Abstract

With scaling of process technology, transistor and interconnect reliability has emerged as a growing concern for modern microprocessors. Traditional solutions for reliable operation rely on double or triple modular redundancies. However, chip multiprocessors (CMP) provide unique opportunity for low-cost data path verification for reliable operation. A recent paper presents a fault recovery scheme based on outsourcing instructions from identified faulty cores to fault free cores capable of executing them. The communication between the cores is managed via an inter-core queue (ICQ). However, no faulty core identification mechanism was presented. In this paper, we extend this research to enable self-test of the data path execution in a multicore processor.
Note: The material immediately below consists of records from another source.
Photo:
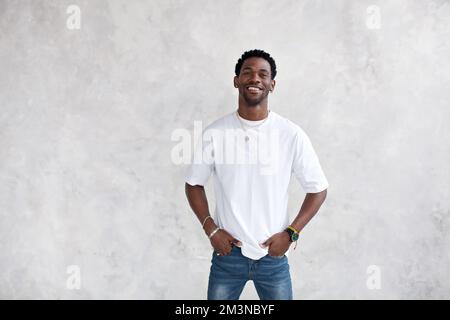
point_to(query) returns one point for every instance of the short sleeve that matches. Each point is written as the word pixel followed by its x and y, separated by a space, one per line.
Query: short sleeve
pixel 306 166
pixel 202 164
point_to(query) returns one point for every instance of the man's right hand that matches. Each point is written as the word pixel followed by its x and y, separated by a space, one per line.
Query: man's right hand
pixel 223 242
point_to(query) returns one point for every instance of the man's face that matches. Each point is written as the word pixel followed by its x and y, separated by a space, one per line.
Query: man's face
pixel 254 82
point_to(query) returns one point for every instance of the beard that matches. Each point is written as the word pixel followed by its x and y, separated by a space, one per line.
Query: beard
pixel 254 101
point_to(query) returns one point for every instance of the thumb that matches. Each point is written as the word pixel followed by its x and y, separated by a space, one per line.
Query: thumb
pixel 266 243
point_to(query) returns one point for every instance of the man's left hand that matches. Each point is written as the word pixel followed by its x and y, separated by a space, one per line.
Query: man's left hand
pixel 278 244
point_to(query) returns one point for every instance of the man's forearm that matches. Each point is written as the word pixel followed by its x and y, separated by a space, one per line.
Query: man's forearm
pixel 199 203
pixel 311 205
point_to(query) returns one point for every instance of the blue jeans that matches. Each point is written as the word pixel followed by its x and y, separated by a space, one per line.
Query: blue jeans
pixel 230 273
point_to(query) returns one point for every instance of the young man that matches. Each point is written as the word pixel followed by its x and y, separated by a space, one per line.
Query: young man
pixel 252 153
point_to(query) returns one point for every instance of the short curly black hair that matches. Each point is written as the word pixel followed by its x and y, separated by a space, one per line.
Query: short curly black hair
pixel 260 54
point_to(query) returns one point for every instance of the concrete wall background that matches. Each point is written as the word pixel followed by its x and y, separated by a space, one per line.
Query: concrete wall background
pixel 86 176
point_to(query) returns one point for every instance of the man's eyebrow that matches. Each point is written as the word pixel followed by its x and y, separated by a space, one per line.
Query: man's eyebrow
pixel 250 68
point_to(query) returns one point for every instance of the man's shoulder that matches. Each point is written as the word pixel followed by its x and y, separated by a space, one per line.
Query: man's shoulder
pixel 288 125
pixel 221 123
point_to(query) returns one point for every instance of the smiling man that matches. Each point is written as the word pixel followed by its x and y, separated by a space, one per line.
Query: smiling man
pixel 251 233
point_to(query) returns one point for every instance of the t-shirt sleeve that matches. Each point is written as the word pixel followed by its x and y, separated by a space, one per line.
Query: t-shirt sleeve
pixel 202 164
pixel 306 166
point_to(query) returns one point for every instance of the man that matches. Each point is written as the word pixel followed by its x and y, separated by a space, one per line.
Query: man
pixel 251 232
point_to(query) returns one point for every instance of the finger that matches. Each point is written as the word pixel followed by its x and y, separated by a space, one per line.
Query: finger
pixel 236 242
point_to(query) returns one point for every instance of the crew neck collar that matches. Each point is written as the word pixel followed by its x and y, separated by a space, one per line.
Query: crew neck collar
pixel 253 122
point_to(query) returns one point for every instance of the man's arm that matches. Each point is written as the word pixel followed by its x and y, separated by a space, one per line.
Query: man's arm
pixel 311 205
pixel 279 243
pixel 222 240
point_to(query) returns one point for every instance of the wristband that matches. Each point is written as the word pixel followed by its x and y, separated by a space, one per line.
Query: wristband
pixel 214 232
pixel 204 221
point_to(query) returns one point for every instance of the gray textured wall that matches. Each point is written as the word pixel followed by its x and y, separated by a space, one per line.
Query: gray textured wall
pixel 86 175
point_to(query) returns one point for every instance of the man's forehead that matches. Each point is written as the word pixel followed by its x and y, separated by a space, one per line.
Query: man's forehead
pixel 257 63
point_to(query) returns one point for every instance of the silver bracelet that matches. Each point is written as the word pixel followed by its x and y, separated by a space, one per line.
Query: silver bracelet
pixel 214 232
pixel 204 221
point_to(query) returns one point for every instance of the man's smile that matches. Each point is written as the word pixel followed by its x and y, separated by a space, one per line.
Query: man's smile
pixel 254 89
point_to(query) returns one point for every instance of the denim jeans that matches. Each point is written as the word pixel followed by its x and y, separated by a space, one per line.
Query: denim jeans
pixel 230 273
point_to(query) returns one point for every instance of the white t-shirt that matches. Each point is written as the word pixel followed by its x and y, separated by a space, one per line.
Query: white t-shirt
pixel 252 163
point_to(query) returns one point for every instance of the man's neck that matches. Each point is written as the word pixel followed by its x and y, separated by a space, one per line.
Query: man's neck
pixel 253 113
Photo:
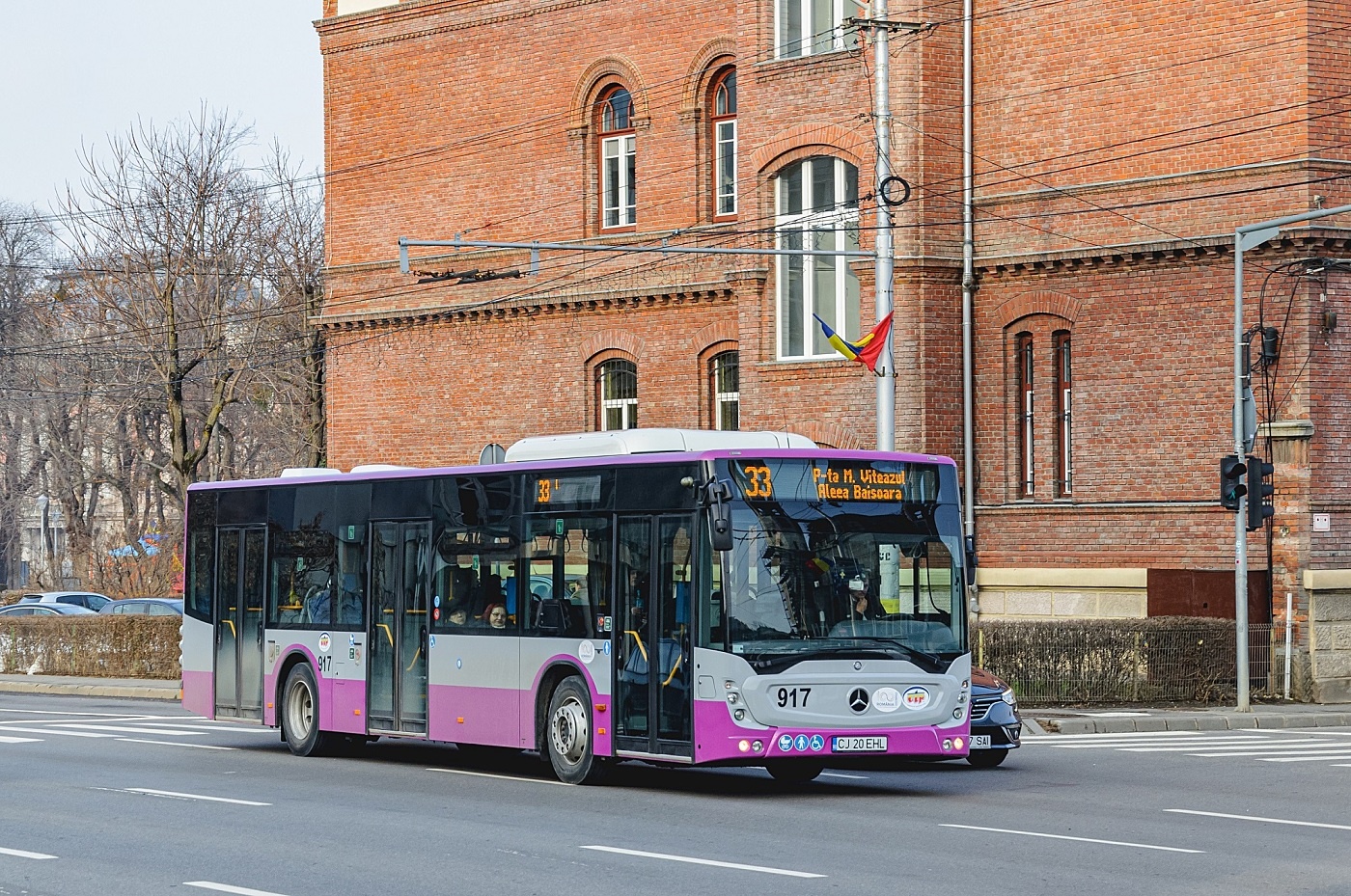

Specifically, whenever instructions are retired locally on a core (local), they are also dispatched for execution on another nearby (remote) core for execution verification via ICQ. Results obtained from local and remote cores are compared. If a fault is detected, the instruction may be re-executed on both local and remote cores to distinguish between hard and soft faults. In this study, we present results on frequency of coverage and latency between first execution and its verification. We also report performance impact of execution verification on the remote core. Results indicate that the proposed scheme is capable of remotely verifying ~80% integer ALU instructions and >;98% of other instruction types with very small impact on performance of just ~1% on the tester core and incurs less than 1% area overhead.